BDSM is first and foremost based in consent and trust. To say that a disabled person shouldn't be written about in a submissive nature because it's like bullying is suggesting that a person who is disabled has no right to consent to something happening to their own body in any context. You're saying that a person who is disabled is victimized by their disability and have no right to choose anything but a vanilla relationship.
Being in a consensual healthy dominanting relationship takes no more consent than me going to the tattoo shop and getting my ears pierced. Would a tattoo artist be considered mauling a person bound in a wheelchair if that person asked for a piercing?
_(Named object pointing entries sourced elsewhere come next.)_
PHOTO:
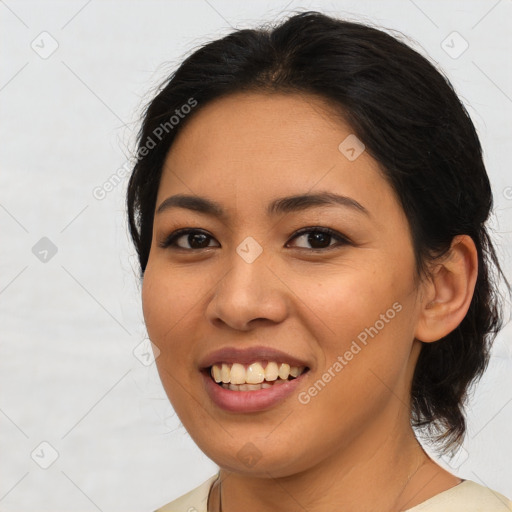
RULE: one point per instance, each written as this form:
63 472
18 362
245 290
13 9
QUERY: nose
249 294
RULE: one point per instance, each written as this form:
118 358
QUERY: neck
372 472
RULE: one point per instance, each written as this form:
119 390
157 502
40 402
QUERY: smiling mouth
255 376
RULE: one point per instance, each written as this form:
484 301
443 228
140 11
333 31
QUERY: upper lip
249 355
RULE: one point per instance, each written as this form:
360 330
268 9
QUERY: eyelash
170 241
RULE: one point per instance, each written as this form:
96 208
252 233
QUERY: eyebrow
278 206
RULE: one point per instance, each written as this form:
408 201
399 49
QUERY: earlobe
449 291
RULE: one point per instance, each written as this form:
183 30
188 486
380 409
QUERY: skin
351 447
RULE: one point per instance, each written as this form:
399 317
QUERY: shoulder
468 496
193 501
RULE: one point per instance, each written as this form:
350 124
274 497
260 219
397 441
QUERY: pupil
319 238
198 240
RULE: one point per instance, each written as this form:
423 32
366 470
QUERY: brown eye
194 238
320 238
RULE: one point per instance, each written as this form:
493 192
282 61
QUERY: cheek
168 304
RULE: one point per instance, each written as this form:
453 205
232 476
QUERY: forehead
248 147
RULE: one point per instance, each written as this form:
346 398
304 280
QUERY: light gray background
69 325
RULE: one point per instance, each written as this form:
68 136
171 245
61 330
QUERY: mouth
255 376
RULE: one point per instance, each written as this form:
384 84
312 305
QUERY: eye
320 238
195 238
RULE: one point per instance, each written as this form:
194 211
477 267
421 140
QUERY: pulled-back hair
411 122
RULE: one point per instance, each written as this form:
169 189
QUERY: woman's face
252 280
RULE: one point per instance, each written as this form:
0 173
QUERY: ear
447 295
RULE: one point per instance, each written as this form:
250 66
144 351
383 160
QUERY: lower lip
250 401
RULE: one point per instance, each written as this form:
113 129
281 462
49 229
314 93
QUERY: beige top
468 496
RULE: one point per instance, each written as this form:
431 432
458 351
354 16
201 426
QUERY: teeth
271 371
254 376
284 371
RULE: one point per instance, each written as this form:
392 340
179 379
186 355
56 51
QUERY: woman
308 206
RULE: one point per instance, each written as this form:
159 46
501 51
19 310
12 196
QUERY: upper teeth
255 373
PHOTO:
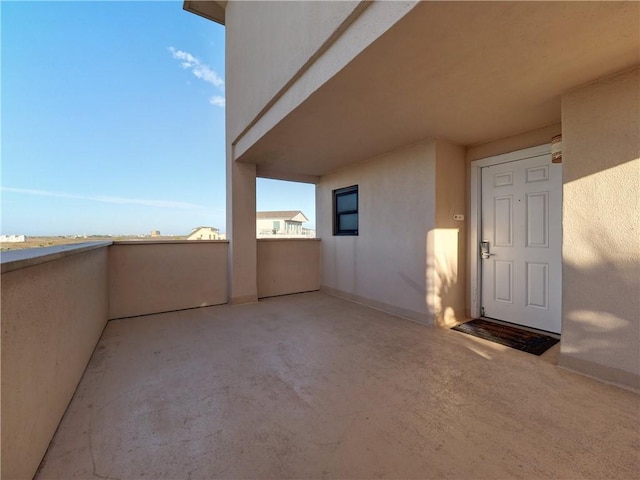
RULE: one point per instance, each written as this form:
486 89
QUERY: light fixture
556 149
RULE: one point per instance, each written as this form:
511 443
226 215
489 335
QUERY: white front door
521 242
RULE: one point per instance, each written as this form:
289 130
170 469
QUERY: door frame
475 226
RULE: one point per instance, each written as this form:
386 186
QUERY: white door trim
476 204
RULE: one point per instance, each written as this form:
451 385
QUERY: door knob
485 251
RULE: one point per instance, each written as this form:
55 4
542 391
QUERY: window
345 211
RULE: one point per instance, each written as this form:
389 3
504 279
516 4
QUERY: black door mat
530 342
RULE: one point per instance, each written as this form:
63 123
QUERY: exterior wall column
241 232
601 221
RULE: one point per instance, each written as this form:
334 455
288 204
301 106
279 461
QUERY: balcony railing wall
288 266
146 277
57 301
54 308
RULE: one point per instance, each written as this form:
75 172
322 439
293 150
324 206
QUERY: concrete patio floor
311 386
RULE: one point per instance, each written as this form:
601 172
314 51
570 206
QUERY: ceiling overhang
209 9
465 72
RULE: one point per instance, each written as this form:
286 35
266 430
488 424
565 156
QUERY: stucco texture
601 229
288 266
49 331
152 278
402 259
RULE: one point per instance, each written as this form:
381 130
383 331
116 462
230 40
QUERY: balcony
160 378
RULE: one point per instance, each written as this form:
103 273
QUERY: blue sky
113 121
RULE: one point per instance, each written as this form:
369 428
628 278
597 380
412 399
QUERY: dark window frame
342 192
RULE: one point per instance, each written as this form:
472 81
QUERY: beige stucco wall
601 229
404 260
288 266
533 138
448 274
308 41
146 277
52 317
263 34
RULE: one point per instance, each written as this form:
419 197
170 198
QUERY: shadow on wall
442 292
601 306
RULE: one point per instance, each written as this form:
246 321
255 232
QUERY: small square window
345 211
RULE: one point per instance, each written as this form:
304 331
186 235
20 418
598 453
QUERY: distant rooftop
286 214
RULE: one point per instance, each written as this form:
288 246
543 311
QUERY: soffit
466 72
209 9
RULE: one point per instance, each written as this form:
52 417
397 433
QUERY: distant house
13 238
205 233
281 223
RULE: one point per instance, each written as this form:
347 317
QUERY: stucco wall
147 277
448 275
288 266
385 265
533 138
263 34
52 317
601 229
308 41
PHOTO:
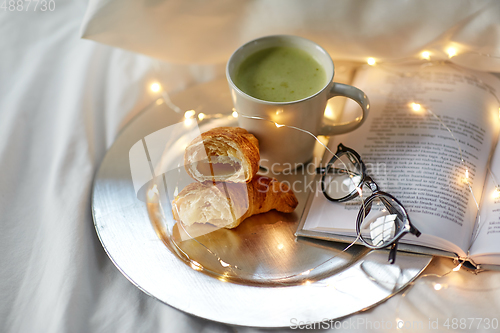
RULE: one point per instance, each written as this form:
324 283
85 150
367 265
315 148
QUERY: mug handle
340 89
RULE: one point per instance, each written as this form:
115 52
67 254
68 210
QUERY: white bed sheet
63 101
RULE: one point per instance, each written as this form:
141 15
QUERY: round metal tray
133 234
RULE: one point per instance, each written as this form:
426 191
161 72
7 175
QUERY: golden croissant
226 205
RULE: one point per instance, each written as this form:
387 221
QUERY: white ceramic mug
282 147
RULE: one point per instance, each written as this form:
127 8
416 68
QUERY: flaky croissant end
226 205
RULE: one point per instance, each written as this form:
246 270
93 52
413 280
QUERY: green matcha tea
280 74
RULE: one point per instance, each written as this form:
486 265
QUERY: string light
190 114
196 265
496 193
451 52
426 55
155 87
456 269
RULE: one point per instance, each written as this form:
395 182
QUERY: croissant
223 154
226 205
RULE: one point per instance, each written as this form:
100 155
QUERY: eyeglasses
382 220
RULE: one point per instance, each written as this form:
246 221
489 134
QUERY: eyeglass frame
408 227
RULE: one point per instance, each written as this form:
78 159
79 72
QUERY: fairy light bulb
451 52
189 114
360 191
153 192
155 87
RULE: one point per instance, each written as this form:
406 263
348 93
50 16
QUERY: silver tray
284 279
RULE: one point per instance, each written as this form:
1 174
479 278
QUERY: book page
487 241
412 155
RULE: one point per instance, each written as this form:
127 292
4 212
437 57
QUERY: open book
413 156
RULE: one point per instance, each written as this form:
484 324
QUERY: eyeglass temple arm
392 253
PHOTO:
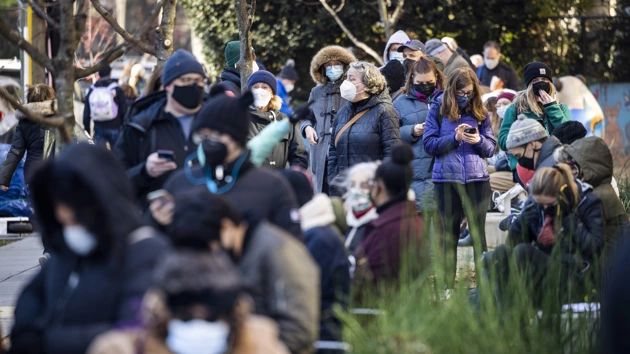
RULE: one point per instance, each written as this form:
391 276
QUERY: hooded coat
290 150
324 244
596 163
30 139
400 37
326 103
74 299
371 138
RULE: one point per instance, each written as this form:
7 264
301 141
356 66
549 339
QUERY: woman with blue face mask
328 69
458 134
101 260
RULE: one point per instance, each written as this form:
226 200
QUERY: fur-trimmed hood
44 108
326 54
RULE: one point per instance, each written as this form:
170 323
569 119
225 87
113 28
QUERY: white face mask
79 240
348 90
491 63
334 72
197 337
261 98
501 111
396 56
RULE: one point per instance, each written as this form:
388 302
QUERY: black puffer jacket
371 138
289 150
29 137
74 299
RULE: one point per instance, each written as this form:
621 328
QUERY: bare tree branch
109 57
121 31
41 13
55 121
354 39
17 40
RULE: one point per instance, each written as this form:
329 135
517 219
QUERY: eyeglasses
468 94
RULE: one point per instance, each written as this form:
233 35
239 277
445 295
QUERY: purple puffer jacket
457 162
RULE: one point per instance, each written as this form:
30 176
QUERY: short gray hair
371 77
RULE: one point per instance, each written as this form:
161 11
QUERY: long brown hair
424 65
457 80
551 181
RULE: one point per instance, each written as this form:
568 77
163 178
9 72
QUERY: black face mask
188 96
425 89
541 85
528 162
211 153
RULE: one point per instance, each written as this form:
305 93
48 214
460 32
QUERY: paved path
18 264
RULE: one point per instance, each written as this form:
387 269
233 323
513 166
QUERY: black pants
451 197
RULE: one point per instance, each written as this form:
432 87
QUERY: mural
614 98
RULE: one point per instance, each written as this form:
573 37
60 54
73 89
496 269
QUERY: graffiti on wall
614 100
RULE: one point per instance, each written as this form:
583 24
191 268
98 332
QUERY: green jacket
555 114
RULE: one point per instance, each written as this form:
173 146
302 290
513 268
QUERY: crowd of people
176 240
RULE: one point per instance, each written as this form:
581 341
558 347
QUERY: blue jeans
103 136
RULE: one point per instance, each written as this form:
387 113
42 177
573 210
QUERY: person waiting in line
459 134
278 272
367 127
290 151
394 239
494 69
537 102
102 256
560 220
197 305
328 68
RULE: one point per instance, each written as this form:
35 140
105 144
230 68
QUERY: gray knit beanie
524 131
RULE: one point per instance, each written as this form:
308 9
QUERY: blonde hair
371 77
526 101
552 181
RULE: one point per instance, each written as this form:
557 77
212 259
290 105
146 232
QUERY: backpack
103 107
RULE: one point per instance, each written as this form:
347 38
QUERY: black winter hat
300 185
288 72
227 115
536 69
570 131
394 73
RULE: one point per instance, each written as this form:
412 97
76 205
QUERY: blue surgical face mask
462 101
334 72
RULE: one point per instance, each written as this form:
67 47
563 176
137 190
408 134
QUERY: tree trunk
245 17
164 47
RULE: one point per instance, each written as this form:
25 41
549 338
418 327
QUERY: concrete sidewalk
18 264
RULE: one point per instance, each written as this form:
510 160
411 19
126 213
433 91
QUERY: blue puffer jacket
458 162
412 111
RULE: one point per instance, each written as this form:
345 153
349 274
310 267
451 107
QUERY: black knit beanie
394 73
396 172
536 69
570 131
227 115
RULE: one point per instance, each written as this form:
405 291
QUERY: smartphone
161 195
167 155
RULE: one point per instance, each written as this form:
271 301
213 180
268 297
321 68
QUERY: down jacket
326 103
371 138
28 139
290 150
457 161
412 111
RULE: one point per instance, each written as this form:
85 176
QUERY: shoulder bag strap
349 124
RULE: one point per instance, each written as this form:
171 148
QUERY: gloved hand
302 113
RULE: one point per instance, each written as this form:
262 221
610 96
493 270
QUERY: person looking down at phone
562 219
163 121
458 133
225 168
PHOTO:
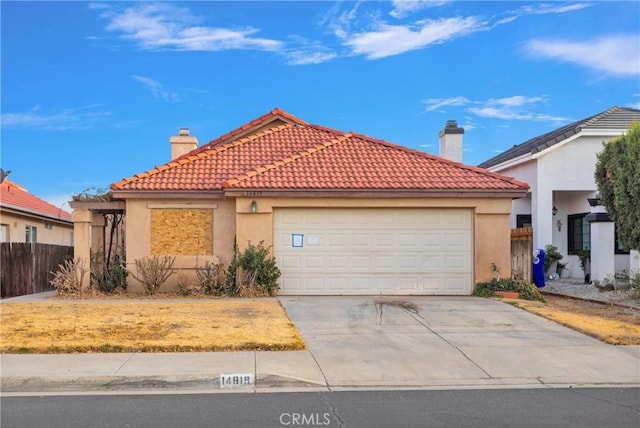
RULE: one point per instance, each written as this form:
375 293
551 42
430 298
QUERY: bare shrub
212 279
69 276
154 271
187 286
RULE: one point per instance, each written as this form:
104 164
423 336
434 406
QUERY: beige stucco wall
233 216
59 234
138 236
492 229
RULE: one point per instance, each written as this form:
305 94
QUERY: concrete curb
143 383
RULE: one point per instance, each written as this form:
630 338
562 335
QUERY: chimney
451 141
182 143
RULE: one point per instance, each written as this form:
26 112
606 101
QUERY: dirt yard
611 324
146 326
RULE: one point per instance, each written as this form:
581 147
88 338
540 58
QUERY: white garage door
374 251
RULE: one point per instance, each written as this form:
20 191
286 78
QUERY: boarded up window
181 231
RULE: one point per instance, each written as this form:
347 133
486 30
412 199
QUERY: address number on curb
236 380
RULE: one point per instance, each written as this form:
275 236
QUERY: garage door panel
373 251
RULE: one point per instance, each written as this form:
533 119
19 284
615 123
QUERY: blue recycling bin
538 268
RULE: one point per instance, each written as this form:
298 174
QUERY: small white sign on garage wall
297 240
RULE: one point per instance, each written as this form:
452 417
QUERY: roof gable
616 118
298 156
16 197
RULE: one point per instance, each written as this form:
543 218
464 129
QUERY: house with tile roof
559 166
27 218
344 213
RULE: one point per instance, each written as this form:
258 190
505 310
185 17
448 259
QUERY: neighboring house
559 166
345 213
27 218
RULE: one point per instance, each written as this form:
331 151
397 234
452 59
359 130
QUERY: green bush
108 275
253 268
525 289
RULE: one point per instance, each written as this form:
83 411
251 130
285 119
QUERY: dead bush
154 271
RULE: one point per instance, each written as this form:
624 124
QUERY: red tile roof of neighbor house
299 156
16 197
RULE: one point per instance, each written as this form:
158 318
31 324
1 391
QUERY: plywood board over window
178 231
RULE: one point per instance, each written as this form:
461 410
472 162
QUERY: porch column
82 219
634 262
602 242
542 218
98 224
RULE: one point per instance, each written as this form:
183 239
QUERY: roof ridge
441 159
277 111
195 156
588 121
287 160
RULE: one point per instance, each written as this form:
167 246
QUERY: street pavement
364 342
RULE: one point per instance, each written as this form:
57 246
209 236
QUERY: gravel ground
577 288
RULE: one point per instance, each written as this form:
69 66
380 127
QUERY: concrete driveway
457 341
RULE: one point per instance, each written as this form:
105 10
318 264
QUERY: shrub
525 289
212 280
253 268
69 276
154 271
108 275
187 286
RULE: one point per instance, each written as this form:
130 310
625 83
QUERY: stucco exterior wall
491 223
233 217
58 234
138 236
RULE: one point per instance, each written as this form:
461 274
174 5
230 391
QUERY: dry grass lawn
146 326
608 323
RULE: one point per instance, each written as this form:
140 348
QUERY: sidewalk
357 343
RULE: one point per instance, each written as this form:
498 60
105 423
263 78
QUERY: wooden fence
26 268
522 253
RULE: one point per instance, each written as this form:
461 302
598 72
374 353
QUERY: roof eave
375 193
24 211
511 163
167 194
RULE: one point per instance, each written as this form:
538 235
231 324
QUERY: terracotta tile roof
357 162
274 115
296 156
16 197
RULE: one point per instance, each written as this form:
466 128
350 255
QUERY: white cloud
156 88
388 40
61 120
613 55
436 103
164 26
402 8
517 107
547 8
308 52
513 108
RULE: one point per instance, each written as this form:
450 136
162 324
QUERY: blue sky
92 91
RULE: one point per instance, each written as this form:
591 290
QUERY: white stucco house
559 167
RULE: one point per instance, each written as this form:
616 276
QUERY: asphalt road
598 407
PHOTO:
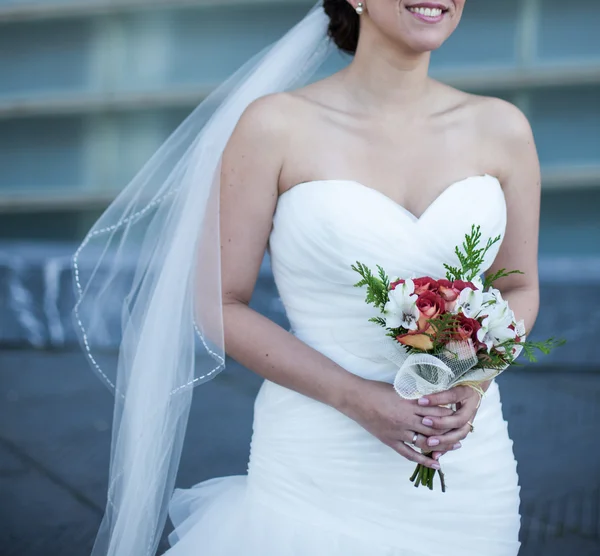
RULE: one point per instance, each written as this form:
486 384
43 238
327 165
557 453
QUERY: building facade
90 88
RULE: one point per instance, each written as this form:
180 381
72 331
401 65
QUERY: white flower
495 326
470 301
401 309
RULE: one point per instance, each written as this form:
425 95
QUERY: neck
384 74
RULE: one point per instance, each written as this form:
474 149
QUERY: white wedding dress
318 484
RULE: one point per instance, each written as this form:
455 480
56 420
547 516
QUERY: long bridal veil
150 269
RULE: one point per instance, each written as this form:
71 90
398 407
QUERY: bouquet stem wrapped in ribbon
448 332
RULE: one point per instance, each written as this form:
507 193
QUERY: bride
377 163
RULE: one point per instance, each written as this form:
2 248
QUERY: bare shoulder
267 116
503 120
504 136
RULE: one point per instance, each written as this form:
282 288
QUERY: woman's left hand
458 425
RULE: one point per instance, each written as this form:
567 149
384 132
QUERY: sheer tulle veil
148 272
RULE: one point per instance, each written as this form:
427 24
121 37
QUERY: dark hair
344 24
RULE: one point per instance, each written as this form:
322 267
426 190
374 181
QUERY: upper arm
250 170
521 182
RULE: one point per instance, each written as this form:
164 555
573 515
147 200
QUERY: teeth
427 12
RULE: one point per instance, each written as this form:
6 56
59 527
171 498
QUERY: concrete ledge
37 297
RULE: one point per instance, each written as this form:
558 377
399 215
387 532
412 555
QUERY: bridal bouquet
447 332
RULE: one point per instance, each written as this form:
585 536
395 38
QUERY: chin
424 44
423 25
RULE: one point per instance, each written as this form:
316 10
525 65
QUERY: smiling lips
428 12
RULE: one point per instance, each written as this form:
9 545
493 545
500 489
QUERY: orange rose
466 329
430 306
451 290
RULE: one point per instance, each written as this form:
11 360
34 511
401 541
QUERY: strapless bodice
321 228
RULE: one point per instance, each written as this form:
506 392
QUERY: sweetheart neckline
416 218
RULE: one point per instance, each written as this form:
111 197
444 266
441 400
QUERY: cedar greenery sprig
378 287
470 257
502 273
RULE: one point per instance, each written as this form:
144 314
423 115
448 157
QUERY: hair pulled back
344 25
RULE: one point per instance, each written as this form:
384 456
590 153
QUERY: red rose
425 284
395 284
466 329
430 305
447 291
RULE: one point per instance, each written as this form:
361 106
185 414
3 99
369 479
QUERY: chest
411 164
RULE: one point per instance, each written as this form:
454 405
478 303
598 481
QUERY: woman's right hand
378 409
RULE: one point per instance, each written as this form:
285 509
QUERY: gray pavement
55 437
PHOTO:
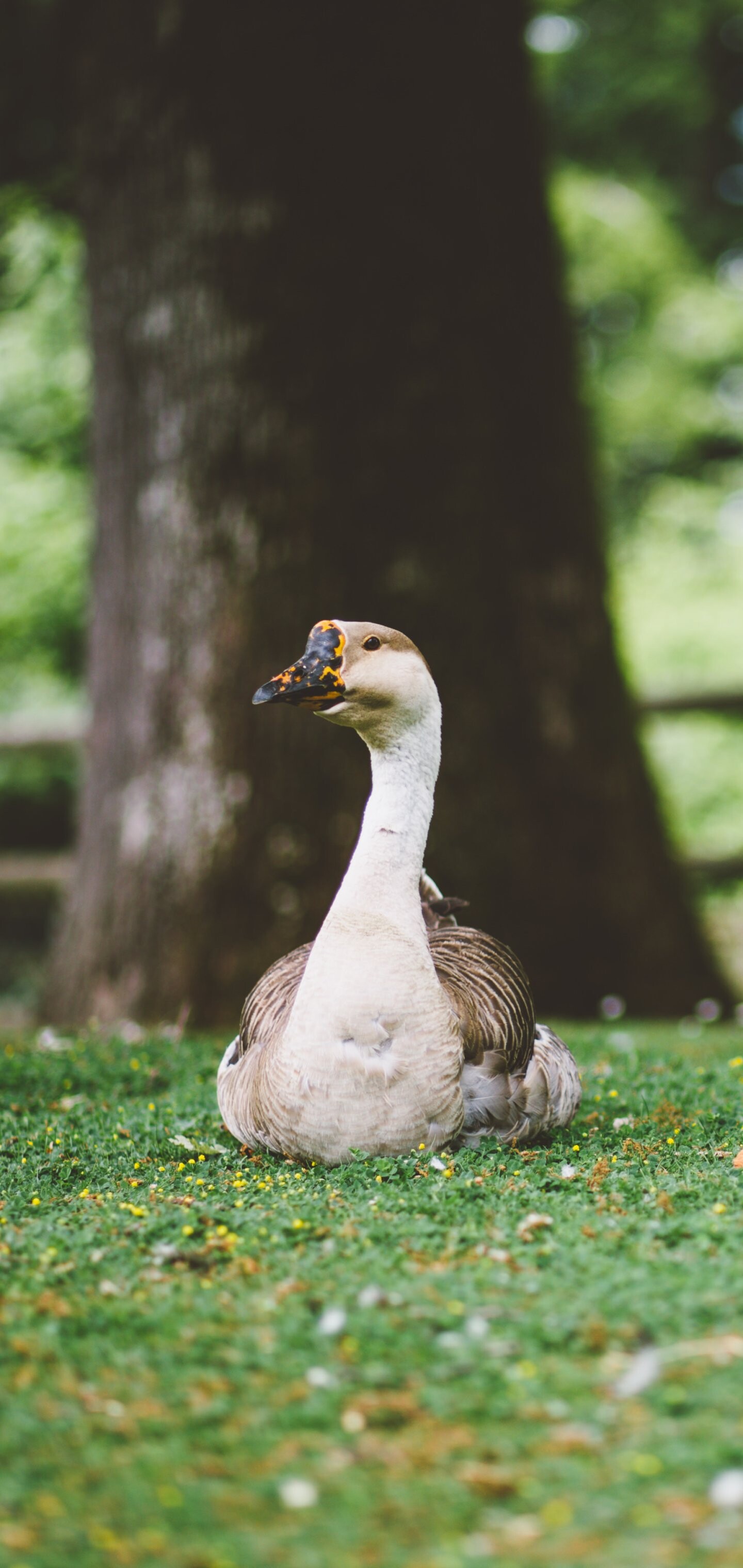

Are you going to turn away or leave because it is uncomfortable to see them get their ears pierced vs an able bodied person?
Disabled people exist in this world. Their desires do not change because they lose a limb or don't have eyesight..
Are disabled people more vulnerable to being taken advantage of? Yes. But are they less capable of making sound decisions about their body? No.
It may not be your cup of tea, but it is no more bullying than it would be if I were to take their place.
Approaching it from another direction, what people often want in the bedroom is a break from their lives more generally. When I'm feeling a bit out of control in life, I tend to want to be more dominant in the bedroom. When I'm feeling on top of the world, I might like my partner to take charge. It kind of brings everything in balance.
Often, people with a disability work quite hard at being as independent as possible. It seems entirely plausible to me that someone working hard to be as self sufficient as they are able might want to take a break from maintaining that control for a bit.